Don Luigi’s daughter, Antonietta, carries on the family trade with philological rigour, in keeping with her father’s principles and with the history of the Amatruda family, who have been associated with paper production since the 15th century. Antonietta is ably assisted by her sister Teresa, her brother-in-law Lucio and her nephew Giuseppe Amendola, as well as by a handful of employees who have been working with the company for decades. Indeed, the production of handmade paper at the ancient bridge mill on the River Canneto has substantially remained unchanged since the Middle Ages, when paper was made from rags (“Bambagina”, as it was called around here). Now, as then, the water that descends from the heights of the Amalfi hinterland through the Valle dei Mulini is used to produce a cotton or cellulose pulp almost without impurities. Also bearing witness to the many centuries of the mill’s activity are the ancient stone tubs, called vats, into which the water was conveyed by opening a stopper that was linked to a chain; the water flowing into the vat moved a wheel that put into motion a transmission shaft attached to a spiked wooden mallet that pounded and reduced the rags to pulp.

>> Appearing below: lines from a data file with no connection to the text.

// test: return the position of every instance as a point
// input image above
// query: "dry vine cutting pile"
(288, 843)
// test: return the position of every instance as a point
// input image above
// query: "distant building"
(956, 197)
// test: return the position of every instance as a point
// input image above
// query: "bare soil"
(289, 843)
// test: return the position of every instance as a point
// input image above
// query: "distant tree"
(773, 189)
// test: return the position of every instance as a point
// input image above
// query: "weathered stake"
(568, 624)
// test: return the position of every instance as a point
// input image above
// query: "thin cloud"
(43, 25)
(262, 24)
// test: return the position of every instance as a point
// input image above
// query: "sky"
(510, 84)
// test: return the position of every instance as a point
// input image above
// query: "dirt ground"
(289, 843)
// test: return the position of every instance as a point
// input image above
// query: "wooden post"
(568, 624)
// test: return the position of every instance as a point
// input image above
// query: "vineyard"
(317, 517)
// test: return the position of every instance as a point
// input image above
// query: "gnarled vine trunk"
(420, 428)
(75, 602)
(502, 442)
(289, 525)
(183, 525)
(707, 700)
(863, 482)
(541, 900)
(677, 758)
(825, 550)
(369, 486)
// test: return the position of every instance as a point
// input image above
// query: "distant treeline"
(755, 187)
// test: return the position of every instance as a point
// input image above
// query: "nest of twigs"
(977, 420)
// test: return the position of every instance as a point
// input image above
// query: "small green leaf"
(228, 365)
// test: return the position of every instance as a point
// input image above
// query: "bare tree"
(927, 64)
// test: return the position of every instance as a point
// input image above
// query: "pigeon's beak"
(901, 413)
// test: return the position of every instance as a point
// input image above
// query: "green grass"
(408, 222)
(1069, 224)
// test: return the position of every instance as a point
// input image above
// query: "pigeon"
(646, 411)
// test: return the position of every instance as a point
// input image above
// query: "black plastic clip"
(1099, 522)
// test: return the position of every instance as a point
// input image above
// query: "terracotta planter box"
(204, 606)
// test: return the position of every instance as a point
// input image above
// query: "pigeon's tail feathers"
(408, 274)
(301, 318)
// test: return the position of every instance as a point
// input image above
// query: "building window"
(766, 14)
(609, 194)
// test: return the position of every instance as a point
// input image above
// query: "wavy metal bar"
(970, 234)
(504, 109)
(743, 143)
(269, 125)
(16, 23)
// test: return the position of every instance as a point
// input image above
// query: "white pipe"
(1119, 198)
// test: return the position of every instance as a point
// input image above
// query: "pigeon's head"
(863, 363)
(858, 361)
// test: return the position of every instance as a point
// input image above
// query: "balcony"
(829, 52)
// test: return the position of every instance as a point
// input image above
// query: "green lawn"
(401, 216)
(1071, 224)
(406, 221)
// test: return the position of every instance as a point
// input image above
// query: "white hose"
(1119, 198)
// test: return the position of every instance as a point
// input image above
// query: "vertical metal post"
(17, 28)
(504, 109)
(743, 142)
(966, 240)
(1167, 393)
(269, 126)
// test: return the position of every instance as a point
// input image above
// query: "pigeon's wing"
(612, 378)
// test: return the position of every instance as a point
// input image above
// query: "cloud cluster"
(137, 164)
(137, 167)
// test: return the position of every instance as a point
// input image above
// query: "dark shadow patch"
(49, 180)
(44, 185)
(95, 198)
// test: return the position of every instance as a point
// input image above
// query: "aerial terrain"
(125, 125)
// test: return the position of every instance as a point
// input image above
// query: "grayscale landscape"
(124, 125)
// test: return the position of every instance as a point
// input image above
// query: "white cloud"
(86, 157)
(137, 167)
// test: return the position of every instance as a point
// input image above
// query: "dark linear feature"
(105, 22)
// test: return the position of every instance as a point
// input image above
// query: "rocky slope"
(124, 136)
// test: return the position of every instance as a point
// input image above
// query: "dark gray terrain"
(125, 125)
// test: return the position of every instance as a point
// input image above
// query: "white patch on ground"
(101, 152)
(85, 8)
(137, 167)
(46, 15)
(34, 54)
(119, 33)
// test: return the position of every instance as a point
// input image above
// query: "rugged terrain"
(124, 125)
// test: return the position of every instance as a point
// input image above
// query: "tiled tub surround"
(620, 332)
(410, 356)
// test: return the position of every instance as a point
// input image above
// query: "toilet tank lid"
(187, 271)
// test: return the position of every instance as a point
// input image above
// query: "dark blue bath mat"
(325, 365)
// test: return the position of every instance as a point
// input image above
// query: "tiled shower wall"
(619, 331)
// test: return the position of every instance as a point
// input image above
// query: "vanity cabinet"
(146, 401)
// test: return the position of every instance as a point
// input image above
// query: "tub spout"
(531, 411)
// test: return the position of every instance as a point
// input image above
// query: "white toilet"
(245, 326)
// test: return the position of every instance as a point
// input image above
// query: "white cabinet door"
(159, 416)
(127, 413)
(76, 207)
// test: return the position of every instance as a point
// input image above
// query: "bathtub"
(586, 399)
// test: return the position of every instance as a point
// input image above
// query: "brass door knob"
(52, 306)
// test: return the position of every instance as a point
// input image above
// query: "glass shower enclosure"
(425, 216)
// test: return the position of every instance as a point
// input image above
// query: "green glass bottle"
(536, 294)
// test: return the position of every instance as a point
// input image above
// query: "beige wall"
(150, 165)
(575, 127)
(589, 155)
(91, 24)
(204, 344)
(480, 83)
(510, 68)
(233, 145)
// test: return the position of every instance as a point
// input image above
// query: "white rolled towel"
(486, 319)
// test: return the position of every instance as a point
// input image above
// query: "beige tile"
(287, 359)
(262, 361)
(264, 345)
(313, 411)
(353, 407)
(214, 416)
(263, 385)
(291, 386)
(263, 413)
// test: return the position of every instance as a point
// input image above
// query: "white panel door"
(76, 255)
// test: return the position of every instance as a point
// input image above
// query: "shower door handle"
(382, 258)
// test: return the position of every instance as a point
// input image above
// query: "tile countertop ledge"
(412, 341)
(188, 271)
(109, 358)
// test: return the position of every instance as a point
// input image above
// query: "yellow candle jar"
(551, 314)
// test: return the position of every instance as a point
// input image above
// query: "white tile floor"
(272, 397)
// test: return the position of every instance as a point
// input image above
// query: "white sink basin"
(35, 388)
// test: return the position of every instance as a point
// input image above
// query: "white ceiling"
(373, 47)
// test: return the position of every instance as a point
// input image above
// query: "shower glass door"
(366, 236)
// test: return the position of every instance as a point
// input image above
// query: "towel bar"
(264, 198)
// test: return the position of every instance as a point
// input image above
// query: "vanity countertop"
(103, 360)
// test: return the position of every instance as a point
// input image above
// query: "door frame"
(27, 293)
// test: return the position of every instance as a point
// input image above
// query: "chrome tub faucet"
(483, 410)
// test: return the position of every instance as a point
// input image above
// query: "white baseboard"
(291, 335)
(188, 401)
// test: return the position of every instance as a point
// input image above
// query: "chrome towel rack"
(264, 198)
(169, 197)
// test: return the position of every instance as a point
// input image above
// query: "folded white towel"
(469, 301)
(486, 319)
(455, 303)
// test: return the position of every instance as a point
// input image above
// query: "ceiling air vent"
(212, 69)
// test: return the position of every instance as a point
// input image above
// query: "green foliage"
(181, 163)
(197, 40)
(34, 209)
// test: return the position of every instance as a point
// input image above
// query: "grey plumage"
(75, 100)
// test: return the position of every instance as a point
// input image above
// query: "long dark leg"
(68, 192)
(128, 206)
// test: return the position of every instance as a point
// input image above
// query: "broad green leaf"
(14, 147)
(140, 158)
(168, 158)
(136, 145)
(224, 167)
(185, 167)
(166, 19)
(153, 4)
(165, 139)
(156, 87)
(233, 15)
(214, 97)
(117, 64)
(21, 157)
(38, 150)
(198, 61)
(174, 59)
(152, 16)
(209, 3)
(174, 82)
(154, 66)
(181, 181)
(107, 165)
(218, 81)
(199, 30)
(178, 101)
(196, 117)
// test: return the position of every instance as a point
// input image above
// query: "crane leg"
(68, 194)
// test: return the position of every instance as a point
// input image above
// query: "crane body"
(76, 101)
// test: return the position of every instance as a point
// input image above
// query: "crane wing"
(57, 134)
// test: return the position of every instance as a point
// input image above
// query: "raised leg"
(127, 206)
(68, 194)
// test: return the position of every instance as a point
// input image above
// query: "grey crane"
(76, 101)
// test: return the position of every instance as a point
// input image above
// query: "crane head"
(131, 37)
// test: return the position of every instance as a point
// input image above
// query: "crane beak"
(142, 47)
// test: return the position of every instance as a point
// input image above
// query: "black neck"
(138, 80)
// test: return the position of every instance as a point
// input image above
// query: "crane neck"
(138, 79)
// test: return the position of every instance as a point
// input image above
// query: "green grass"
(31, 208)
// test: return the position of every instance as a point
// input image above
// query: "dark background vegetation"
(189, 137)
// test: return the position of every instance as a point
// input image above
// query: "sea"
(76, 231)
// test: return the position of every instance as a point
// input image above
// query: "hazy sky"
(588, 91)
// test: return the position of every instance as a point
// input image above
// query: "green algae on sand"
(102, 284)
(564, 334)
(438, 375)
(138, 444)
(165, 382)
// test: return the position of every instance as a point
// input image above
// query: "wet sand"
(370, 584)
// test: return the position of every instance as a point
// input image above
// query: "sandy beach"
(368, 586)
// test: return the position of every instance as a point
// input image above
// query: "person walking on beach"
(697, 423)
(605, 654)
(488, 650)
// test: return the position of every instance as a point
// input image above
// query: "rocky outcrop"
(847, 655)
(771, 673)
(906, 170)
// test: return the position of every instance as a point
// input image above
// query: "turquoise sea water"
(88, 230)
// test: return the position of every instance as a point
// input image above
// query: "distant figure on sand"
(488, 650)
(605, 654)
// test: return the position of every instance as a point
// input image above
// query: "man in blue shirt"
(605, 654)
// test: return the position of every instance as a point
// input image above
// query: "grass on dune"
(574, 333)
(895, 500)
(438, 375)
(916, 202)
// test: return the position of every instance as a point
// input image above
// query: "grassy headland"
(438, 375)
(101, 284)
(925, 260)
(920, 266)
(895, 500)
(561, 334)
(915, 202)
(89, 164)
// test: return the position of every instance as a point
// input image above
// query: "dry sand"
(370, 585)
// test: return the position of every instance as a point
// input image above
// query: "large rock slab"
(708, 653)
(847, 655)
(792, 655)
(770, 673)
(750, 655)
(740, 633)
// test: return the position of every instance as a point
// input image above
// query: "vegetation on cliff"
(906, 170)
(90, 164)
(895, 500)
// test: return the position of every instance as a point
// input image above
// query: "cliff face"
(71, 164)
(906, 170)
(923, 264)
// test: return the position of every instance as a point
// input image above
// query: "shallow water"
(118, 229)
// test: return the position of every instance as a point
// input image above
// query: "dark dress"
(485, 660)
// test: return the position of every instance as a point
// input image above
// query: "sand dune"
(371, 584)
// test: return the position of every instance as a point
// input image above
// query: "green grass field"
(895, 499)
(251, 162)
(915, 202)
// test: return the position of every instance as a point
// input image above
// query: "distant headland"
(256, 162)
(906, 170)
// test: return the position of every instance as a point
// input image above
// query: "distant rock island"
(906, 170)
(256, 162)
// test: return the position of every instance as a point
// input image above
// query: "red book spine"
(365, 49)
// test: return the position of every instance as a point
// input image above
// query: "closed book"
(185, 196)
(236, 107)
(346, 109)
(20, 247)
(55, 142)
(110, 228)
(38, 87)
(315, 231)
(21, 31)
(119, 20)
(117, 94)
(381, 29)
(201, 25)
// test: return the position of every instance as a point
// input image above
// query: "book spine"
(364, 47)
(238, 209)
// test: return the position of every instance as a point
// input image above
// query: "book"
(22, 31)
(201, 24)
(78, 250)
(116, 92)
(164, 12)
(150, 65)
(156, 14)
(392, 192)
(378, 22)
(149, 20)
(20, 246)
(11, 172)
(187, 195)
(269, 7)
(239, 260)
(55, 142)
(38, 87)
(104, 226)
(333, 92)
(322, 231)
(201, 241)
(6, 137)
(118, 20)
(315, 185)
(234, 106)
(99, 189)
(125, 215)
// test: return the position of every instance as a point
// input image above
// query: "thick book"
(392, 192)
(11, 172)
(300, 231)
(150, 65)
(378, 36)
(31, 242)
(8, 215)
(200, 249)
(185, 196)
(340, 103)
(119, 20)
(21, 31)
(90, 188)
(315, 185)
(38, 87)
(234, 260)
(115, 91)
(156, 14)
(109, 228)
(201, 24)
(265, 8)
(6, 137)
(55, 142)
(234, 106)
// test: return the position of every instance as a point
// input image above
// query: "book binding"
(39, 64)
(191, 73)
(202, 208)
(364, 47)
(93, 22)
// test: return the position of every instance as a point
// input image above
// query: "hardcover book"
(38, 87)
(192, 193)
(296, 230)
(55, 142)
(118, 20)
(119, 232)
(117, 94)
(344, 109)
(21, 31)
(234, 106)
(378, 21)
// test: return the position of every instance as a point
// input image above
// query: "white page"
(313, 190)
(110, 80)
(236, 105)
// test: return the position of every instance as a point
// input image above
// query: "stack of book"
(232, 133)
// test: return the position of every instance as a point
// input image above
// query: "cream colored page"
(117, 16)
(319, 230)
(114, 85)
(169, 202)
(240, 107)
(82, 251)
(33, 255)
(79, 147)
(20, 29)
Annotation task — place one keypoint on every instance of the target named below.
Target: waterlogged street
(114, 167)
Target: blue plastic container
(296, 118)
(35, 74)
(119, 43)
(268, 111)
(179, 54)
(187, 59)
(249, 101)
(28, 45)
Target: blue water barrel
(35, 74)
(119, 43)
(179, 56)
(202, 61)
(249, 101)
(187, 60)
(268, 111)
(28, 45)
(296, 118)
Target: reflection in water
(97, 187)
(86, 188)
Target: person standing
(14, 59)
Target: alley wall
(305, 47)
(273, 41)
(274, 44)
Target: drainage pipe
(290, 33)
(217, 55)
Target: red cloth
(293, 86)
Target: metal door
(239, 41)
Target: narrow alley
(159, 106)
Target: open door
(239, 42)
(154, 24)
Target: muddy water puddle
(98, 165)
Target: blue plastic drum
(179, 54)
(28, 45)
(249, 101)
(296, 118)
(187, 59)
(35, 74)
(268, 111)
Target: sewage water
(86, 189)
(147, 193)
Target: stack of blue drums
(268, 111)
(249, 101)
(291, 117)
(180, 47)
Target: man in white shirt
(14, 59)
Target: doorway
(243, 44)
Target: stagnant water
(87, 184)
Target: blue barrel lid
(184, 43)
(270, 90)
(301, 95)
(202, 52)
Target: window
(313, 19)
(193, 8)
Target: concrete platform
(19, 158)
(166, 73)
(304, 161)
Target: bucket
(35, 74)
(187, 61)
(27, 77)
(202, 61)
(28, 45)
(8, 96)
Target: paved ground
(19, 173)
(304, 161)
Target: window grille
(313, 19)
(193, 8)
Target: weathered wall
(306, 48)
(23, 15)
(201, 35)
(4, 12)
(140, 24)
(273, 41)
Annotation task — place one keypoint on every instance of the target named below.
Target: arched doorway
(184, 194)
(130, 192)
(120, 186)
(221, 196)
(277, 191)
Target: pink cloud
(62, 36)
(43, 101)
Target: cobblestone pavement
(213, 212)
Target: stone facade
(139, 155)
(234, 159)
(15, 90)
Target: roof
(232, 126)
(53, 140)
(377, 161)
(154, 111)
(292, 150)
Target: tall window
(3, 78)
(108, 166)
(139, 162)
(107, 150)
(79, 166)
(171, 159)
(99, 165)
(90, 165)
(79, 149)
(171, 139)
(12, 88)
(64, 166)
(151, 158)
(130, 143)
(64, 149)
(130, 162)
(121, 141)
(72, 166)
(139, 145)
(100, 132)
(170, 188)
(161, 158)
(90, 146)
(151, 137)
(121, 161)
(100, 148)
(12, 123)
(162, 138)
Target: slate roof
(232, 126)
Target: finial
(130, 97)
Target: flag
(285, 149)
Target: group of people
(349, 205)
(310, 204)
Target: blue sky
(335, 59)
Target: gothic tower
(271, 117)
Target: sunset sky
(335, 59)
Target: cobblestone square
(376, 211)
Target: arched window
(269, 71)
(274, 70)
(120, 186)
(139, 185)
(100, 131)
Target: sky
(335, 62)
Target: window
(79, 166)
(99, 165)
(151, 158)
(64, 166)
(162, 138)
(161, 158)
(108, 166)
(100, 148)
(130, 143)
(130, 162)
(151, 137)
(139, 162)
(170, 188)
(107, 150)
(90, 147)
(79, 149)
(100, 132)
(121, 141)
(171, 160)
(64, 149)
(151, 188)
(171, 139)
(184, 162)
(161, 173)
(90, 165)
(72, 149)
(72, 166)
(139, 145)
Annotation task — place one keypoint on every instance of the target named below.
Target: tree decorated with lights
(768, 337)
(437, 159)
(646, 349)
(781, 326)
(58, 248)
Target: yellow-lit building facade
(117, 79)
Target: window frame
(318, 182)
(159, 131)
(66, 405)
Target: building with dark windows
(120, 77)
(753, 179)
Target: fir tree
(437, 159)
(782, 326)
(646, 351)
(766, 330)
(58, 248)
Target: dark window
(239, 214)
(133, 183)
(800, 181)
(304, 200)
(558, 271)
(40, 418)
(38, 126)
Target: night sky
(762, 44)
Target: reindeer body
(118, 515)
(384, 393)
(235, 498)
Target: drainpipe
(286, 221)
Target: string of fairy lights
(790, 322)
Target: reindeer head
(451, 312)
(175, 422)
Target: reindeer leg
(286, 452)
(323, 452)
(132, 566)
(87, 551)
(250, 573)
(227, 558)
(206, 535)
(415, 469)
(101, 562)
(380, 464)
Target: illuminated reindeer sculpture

Today, as centuries ago, the artisans make the sheets of paper and determine their grammage by dipping a mould called “cassio” (a thick net of bronze wires with a wooden frame of maritime pine and a watermark in the middle) into the vat. The pulp sticks to the mould forming a sheet, which the “ponitore” (literally the “placer”) transfers onto felt, and the process is repeated to form a pile of sheets alternated to felt. This pile is then pressed to remove excess water. The drying phase takes place in large, 19th-century airing rooms known as “Spandituro”, located at the top of the building, where the necessary ventilation is guaranteed by big windows. The characteristic frames, or “tese”, made of galvanised iron wire where the damp sheets were hung to dry are now aided by the warm air produced in special ovens, also fitted with frames. Traditionally, the manufacturing process also included the addition of a glue obtained from boiled animal hides, a special pressing phase and the final smoothing of the paper with a smooth-headed hammer (“o’ maglietto”).

Amatruda employs a variety of production methods with machines that come from many different eras, and the rooms of the paper mill are like a compendium on the evolution of the paper industry, from the 17th-century innovation known as the “Hollander beater”, which had a wheel fitted with metal blades that beat the rags to pulp, to the cylinder mould machine that was introduced in the 19th century. This paper making machine was based on the principle of manual production, replacing the mould with a cylinder that had a similar net of bronze wire and with which it was possible to produce continuous sheets that were laid on felt, pressed by means of a granite roll and gathered by a wooden “mallet”. Although Amatruda possesses an original cylinder mould machine in iron, today the paper mill opts for a more recent version, which differs from the 19th-century machine in the steel structure (more reliable than the iron one, reducing impurities on the sheets), in the vibrating screen that replaces the sedimentation tank and, above all, in the production of single sheets, thus avoiding unnatural fraying due to tearing.

As a result, Amatruda can make paper in a vast range of formats (from business cards to 70 x 100 cm sheets) to a standard of quality that is almost beyond compare, as ascertained by philosopher and politician Massimo Cacciari, who knows something about paper and books… Pure white sheets of paper that speak eloquently of the land where they saw the light of day, with its nature, its waters and its hand crafting heritage stemming directly from the times when Amalfi’s merchants learned the technique from the Arabs, around a millennium ago, who in turn picked up the secrets of paper as they travelled along the boundless trade routes of Asia. It is only a pity that Antonietta Amatruda and her family do not sell the special sheets they make adding into the mixture the wildflowers (borage, elder, snapdragon, onion flowers with a mother-of-pearl effect…) that are picked in May in the woods surrounding the mill… Well, perhaps they may reconsider!